Neither the 1988 law nor the court yesterday spelled out the difference between "obscene" and "indecent" communications.
Under an earlier Supreme Court definition, speech is obscene if, applying contemporary community standards, it appeals to "prurient interest," contains "patently offensive" sexual conduct, and has "no serious literary, artistic, political or scientific value."
In a 1978 case, the court said, "The normal definition of 'indecent' merely refers to nonconformance with accepted standards of morality."
Harvard constitutional scholar Laurence Tribe said that "indecent" speech is "vastly broader" than "obscene" expression. "The language of indecent speech might be merely suggestive, not necessarily sexually explicit, like passages in racy, romantic novels or R-rated movies," he said.
Tribe, who argued the Supreme Court case on behalf of Sable Communications of California Inc., a dial-a-porn company, said he found it "encouraging and important that all nine justices say that parents should be relied on to take care of their children rather than to have government play Big Brother."
But the court ruling infuriated many conservatives, such as Rep. Thomas J. Briley (R., Va.), who co-authored the dial-a-porn ban with Sen. Jesse Helms (R., N.C).

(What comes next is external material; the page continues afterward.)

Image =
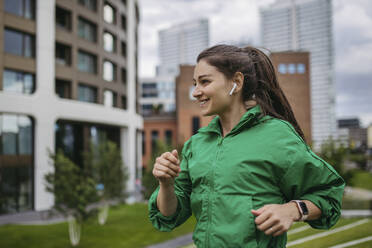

"I'm not surprised that the same court that has ruled it legal to desecrate the United States flag would also allow indecency to be transmitted over the telephone," Briley said.
"The Supreme Court might think such indecent sexual messages are protected by the First Amendment, but I guarantee that every parent in this country does not."
The justices said Congress has the legal authority to protect children from dial-a-porn, which has ranged in degrees of offensiveness from sophomoric sexual puns and salacious groans to graphic descriptions of a woman having sex with a dog.
Congress made several unsuccessful efforts to solve the problem, finally concluding that only a total ban would protect children adequately.
The law made it a crime to use a telephone to make any "obscene or indecent" communication for commercial purposes. The total ban was never imposed, however, because U.S. District Judge A. Wallace Tashima in Los Angeles ruled it could be applied only to obscene messages.
White said Congress enacted the 1988 ban without evidence that less drastic measures would not work. In fact, Congress heard testimony that an untried Federal Communications Commission plan to require a system of access codes, credit cards and signal-scrambling devices would prevent nearly all children
from dialing the pornography numbers.
White said that if the FCC's technological approach to restricting dial-a- porn messages were adopted, "only a few of the most enterprising and disobedient young people will manage to secure access to such messages."
As White observed, "Dial-a-porn is big business." In New York City alone, one firm received six million calls a month in early 1985. Callers are billed for the service, usually by a charge added to their telephone bills.
Justice Department lawyers, defending the ban, said the messages are psychologically harmful to children and easily available "at the touch of a few buttons at home, at a friend's house or at any public phone booth."
Yesterday's rulings involved two cases, Sable Communications v. FCC and FCC v. Sable Communications.